The groundbreaking photographer spent 22 years at Harper's Bazaar, working alongside Carmel Snow, 
Diana Vreeland, and Alexey Brodovitch to help redefine the look and feel of American fashion as we know it today.
 Next month, the fruits of their collaboration—vibrant, glamorous images of women on the cutting edge of their time—will be celebrated with an exhibition at New York's Museum at the Fashion Institute of Technology and 
in a new book from Aperture. 
Here, we explore their bright view of the future.

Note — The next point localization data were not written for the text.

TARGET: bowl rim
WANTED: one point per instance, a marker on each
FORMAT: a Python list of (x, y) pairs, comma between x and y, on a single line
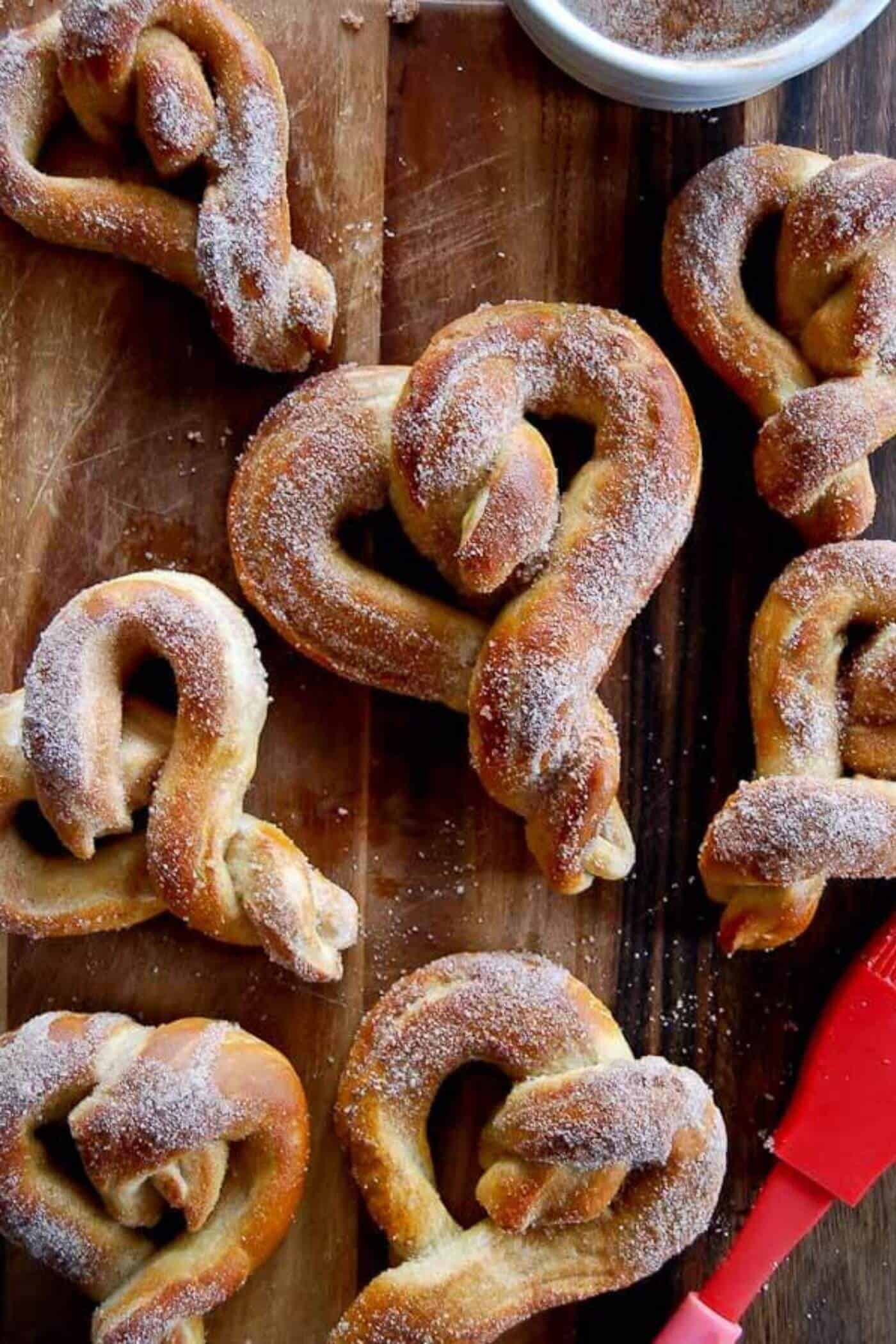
[(825, 35)]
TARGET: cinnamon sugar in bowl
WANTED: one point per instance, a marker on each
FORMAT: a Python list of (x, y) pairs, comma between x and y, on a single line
[(687, 54)]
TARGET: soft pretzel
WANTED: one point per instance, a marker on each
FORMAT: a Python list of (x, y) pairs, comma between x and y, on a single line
[(90, 758), (199, 88), (824, 383), (196, 1116), (598, 1167), (476, 488), (821, 707)]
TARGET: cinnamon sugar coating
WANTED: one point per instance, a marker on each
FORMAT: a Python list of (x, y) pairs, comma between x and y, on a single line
[(476, 490), (200, 89), (821, 708), (596, 1168), (196, 1116), (89, 758), (822, 380)]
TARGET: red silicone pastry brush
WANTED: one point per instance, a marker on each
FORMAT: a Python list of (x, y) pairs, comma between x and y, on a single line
[(836, 1139)]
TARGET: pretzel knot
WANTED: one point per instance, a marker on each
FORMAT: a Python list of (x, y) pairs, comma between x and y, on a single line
[(598, 1167), (195, 1116), (822, 676), (90, 758), (476, 490), (824, 385), (199, 89)]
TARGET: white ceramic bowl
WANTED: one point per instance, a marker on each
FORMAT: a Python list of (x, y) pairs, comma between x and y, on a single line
[(677, 84)]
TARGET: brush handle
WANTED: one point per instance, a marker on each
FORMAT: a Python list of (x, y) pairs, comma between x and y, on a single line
[(788, 1207), (695, 1323)]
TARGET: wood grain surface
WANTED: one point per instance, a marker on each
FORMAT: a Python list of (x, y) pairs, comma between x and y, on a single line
[(437, 167)]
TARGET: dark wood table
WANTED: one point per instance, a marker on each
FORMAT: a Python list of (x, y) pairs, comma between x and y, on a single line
[(437, 167)]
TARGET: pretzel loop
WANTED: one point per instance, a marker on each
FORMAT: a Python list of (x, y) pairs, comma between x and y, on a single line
[(476, 490), (196, 1116), (89, 765), (199, 88), (820, 708), (825, 383), (596, 1168)]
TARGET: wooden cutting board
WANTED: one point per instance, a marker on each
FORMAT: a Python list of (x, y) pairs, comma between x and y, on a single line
[(435, 168)]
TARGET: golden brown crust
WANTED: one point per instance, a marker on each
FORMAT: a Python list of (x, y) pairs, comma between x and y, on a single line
[(825, 382), (90, 760), (476, 490), (154, 1114), (202, 89), (598, 1167), (820, 708)]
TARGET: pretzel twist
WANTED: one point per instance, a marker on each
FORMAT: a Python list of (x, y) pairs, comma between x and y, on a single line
[(820, 708), (824, 385), (199, 88), (196, 1116), (92, 758), (598, 1167), (476, 490)]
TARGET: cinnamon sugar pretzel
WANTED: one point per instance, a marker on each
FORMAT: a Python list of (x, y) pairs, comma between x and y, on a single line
[(199, 88), (820, 708), (90, 761), (598, 1167), (476, 490), (824, 385), (195, 1116)]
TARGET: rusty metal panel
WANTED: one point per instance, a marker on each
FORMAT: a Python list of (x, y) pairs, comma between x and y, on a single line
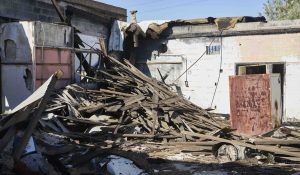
[(250, 104)]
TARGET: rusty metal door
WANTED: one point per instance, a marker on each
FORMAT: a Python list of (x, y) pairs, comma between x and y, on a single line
[(255, 103)]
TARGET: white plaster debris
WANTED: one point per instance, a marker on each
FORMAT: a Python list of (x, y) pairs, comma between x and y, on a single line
[(120, 166)]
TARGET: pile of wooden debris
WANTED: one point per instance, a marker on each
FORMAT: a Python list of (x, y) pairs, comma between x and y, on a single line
[(74, 129)]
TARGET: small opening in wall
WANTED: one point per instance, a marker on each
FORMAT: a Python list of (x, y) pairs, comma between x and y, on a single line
[(10, 49)]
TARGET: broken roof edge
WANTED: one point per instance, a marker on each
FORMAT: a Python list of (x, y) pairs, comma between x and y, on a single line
[(249, 28), (100, 6)]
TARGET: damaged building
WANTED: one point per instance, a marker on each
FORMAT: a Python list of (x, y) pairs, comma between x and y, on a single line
[(31, 50), (85, 92), (245, 47)]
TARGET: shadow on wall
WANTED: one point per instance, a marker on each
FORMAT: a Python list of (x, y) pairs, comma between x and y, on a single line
[(16, 65)]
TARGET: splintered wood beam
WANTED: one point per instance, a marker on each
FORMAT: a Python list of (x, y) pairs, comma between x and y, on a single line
[(271, 149)]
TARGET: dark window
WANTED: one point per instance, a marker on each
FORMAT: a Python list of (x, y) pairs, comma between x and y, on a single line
[(10, 49), (211, 50)]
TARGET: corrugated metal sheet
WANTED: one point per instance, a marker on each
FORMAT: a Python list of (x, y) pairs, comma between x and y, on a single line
[(38, 94)]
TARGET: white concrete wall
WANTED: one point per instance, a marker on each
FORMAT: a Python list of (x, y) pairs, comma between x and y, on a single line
[(278, 48)]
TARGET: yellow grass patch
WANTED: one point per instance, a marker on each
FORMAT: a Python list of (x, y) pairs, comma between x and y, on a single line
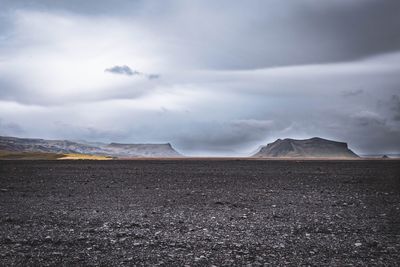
[(84, 156)]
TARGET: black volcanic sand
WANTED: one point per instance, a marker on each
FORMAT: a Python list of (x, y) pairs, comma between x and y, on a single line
[(200, 213)]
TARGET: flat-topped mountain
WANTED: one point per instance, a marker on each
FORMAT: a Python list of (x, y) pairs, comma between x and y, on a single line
[(309, 148), (14, 144)]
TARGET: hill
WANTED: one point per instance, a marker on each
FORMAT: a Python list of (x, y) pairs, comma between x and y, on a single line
[(309, 148), (14, 144)]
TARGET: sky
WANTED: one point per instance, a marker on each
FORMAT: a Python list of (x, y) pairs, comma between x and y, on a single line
[(216, 78)]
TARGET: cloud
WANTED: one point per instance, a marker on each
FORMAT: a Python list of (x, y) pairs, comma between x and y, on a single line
[(124, 70), (395, 107), (352, 92)]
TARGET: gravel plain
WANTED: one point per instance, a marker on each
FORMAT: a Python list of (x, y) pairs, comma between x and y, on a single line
[(200, 213)]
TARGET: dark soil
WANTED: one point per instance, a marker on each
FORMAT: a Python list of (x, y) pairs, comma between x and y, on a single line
[(200, 213)]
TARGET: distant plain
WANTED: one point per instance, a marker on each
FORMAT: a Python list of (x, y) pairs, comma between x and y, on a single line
[(200, 212)]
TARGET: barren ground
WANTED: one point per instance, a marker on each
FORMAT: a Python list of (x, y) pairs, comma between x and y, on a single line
[(200, 213)]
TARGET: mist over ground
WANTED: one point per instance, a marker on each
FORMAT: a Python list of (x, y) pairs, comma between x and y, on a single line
[(212, 78)]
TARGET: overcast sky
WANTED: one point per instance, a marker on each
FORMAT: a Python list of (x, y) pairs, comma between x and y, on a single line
[(210, 77)]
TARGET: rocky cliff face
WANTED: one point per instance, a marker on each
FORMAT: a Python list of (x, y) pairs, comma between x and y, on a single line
[(65, 146), (309, 148)]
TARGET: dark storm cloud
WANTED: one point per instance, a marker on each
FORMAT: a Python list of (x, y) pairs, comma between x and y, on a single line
[(352, 92), (125, 70), (395, 107)]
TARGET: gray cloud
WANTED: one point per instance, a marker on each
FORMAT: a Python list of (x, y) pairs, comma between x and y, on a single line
[(125, 70), (352, 92), (395, 107)]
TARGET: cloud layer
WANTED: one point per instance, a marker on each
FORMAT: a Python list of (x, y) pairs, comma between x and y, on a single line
[(213, 78)]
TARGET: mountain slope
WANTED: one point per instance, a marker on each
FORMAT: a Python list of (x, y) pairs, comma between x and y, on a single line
[(67, 147), (309, 148)]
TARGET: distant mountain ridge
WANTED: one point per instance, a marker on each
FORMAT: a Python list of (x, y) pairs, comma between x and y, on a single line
[(65, 146), (315, 147)]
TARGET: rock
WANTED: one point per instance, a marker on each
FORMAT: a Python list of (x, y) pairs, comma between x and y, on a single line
[(315, 148)]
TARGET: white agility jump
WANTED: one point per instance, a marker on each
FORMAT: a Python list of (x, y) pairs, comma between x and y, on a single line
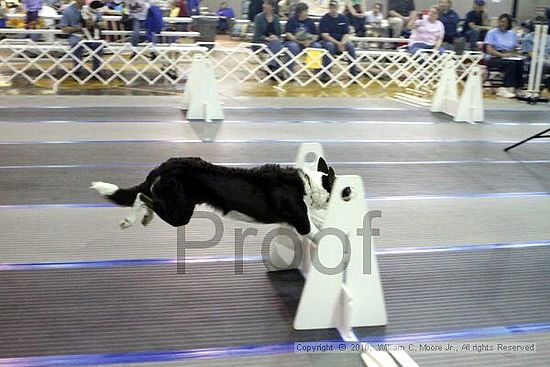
[(200, 99), (246, 63), (339, 266), (467, 108)]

At first blush, photographer Louise Dahl-Wolfe cut an unlikely figure in the fashion world. Bespectacled and chubby-cheeked, she was 40 years old when editor Carmel Snow hired her in 1936 to take pictures for Harper's Bazaar. Snow, a slender, diminutive Irish immigrant with a fondness for pearls and martini lunches, had blown into the Bazaar offices herself just a few years earlier. She and her eagle-eyed, Russian-born art director, Alexey Brodovitch, were both itching to banish the stodgy black-and-white society portraits that still dominated the burgeoning world of fashion photography. Instead they wanted the images to match their vision for the modern, liberated woman—one who worked, traveled, danced, drank champagne, and lived with such vitality that she'd leap off the page.

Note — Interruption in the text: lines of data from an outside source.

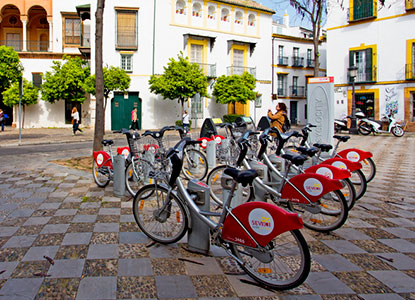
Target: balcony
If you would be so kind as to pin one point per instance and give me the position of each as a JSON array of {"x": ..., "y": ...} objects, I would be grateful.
[
  {"x": 237, "y": 70},
  {"x": 298, "y": 61},
  {"x": 367, "y": 10},
  {"x": 410, "y": 4},
  {"x": 209, "y": 70},
  {"x": 297, "y": 91},
  {"x": 31, "y": 46},
  {"x": 410, "y": 71},
  {"x": 283, "y": 60}
]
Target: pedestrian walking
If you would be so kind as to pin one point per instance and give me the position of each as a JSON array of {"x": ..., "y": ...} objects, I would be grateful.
[
  {"x": 75, "y": 121},
  {"x": 185, "y": 122},
  {"x": 134, "y": 119},
  {"x": 2, "y": 119}
]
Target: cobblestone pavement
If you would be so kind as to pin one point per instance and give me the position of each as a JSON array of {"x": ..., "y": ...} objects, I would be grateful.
[{"x": 99, "y": 252}]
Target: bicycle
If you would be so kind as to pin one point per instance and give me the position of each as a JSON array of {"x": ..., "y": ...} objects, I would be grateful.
[{"x": 263, "y": 239}]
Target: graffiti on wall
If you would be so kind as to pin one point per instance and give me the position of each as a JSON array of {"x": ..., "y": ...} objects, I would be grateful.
[{"x": 391, "y": 101}]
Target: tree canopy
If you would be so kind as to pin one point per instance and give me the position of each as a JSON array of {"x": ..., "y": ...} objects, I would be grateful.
[
  {"x": 10, "y": 67},
  {"x": 66, "y": 81},
  {"x": 234, "y": 89},
  {"x": 181, "y": 80}
]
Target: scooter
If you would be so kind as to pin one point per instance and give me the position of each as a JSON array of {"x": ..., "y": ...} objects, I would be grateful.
[{"x": 367, "y": 126}]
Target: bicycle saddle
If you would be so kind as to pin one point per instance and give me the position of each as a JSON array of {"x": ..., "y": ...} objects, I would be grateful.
[
  {"x": 308, "y": 151},
  {"x": 342, "y": 138},
  {"x": 296, "y": 159},
  {"x": 107, "y": 142},
  {"x": 324, "y": 147},
  {"x": 244, "y": 177}
]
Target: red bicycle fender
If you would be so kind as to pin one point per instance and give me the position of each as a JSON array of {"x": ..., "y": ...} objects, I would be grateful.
[
  {"x": 329, "y": 171},
  {"x": 100, "y": 157},
  {"x": 354, "y": 154},
  {"x": 311, "y": 185},
  {"x": 264, "y": 221},
  {"x": 342, "y": 163}
]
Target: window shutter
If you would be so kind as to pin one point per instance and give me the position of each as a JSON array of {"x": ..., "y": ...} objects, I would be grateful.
[{"x": 369, "y": 67}]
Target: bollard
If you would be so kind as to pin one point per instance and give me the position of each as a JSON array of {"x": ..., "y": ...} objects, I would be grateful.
[
  {"x": 211, "y": 153},
  {"x": 119, "y": 175},
  {"x": 198, "y": 236}
]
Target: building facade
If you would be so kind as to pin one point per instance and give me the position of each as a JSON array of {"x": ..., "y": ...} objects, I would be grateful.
[
  {"x": 292, "y": 63},
  {"x": 224, "y": 37},
  {"x": 380, "y": 42}
]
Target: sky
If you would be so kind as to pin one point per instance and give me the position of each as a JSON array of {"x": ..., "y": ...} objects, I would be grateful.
[{"x": 282, "y": 6}]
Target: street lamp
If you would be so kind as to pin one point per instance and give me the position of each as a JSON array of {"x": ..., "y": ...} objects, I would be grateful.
[{"x": 353, "y": 124}]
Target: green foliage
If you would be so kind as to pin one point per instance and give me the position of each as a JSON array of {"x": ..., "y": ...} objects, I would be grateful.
[
  {"x": 66, "y": 81},
  {"x": 29, "y": 96},
  {"x": 10, "y": 67},
  {"x": 115, "y": 79},
  {"x": 234, "y": 89},
  {"x": 181, "y": 80},
  {"x": 231, "y": 118}
]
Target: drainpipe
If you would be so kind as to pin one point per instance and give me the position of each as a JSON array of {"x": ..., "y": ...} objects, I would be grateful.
[{"x": 154, "y": 37}]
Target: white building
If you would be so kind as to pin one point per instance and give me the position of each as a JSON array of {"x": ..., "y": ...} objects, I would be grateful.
[
  {"x": 224, "y": 37},
  {"x": 293, "y": 63},
  {"x": 380, "y": 42}
]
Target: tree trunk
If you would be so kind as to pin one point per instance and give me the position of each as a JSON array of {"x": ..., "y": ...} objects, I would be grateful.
[{"x": 99, "y": 78}]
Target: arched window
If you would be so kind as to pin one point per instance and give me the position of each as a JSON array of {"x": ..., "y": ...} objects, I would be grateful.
[
  {"x": 251, "y": 20},
  {"x": 212, "y": 12},
  {"x": 180, "y": 7},
  {"x": 239, "y": 17},
  {"x": 197, "y": 10},
  {"x": 225, "y": 15}
]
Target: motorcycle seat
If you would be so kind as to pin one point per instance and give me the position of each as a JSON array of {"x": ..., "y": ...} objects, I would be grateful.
[
  {"x": 324, "y": 147},
  {"x": 342, "y": 138}
]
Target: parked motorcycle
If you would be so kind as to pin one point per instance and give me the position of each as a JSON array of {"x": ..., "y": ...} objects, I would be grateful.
[{"x": 367, "y": 126}]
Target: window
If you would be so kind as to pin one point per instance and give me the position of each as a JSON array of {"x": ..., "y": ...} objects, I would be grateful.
[
  {"x": 365, "y": 61},
  {"x": 127, "y": 29},
  {"x": 127, "y": 62},
  {"x": 37, "y": 79},
  {"x": 72, "y": 31}
]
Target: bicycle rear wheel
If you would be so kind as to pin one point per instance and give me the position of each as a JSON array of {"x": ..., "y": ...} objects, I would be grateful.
[
  {"x": 194, "y": 164},
  {"x": 101, "y": 174},
  {"x": 327, "y": 214},
  {"x": 161, "y": 218},
  {"x": 286, "y": 265}
]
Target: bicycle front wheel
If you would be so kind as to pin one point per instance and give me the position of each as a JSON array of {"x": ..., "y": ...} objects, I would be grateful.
[
  {"x": 327, "y": 214},
  {"x": 285, "y": 265},
  {"x": 101, "y": 175},
  {"x": 160, "y": 215},
  {"x": 194, "y": 164}
]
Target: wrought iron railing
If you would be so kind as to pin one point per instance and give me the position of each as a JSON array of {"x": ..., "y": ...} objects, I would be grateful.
[
  {"x": 297, "y": 91},
  {"x": 237, "y": 70},
  {"x": 298, "y": 61}
]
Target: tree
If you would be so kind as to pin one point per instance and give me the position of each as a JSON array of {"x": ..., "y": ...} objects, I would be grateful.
[
  {"x": 181, "y": 80},
  {"x": 99, "y": 78},
  {"x": 10, "y": 67},
  {"x": 29, "y": 96},
  {"x": 66, "y": 81},
  {"x": 314, "y": 10},
  {"x": 234, "y": 89},
  {"x": 115, "y": 79}
]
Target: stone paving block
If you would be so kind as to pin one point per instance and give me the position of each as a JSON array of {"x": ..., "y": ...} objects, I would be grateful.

 The fiercely independent Dahl-Wolfe had been freelancing for Saks Fifth Avenue when Snow came across her work and immediately zeroed in on the photographer's sun-drenched outdoor settings, casually posed models, and vivid, painterly use of color. Something clicked: "From the moment I saw [Dahl-Wolfe's] first color photographs I knew that Bazaar was at last going to look the way I had instinctively wanted my magazine to look," wrote Snow, whose memos were published in the 2005 biography A Dash of Daring. She quickly introduced Dahl-Wolfe to Bazaar's new fashion editor, the fabled Diana Vreeland—an immaculately dressed socialite with a quixotic imagination and a devilish sense of humor—and together, this improbable group went on to chart the next phase in the evolution of American style.

With Dahl-Wolfe's eye, Vreeland's whimsy, Snow's direction, and Brodovitch's magic touch for knitting it all together on the page, Bazaar embodied the era's fresh, empowering spirit of fashion. Embracing strong, statuesque models like Lauren Bacall (whose March 1943 Bazaar cover launched her Hollywood career) and movie stars like Ingrid Bergman, Vivien Leigh, and Bette Davis, Dahl-Wolfe coaxed her subjects outdoors and convinced them to loll on park benches and cavort on windswept beaches. "The way Louise's photographs are infused with light and vitality and dynamism were a big part of the rise of the American look," says Valerie Steele, the museum director and chief curator of New York's Museum at the Fashion Institute of Technology, which is mounting an exhibition of Dahl-Wolfe's Bazaar images in March. "Although Louise planned every picture meticulously, her photographs look like she just serendipitously chose the perfect moment to snap the girl with her scarf blowing in the wind. They were more like stories than portraits."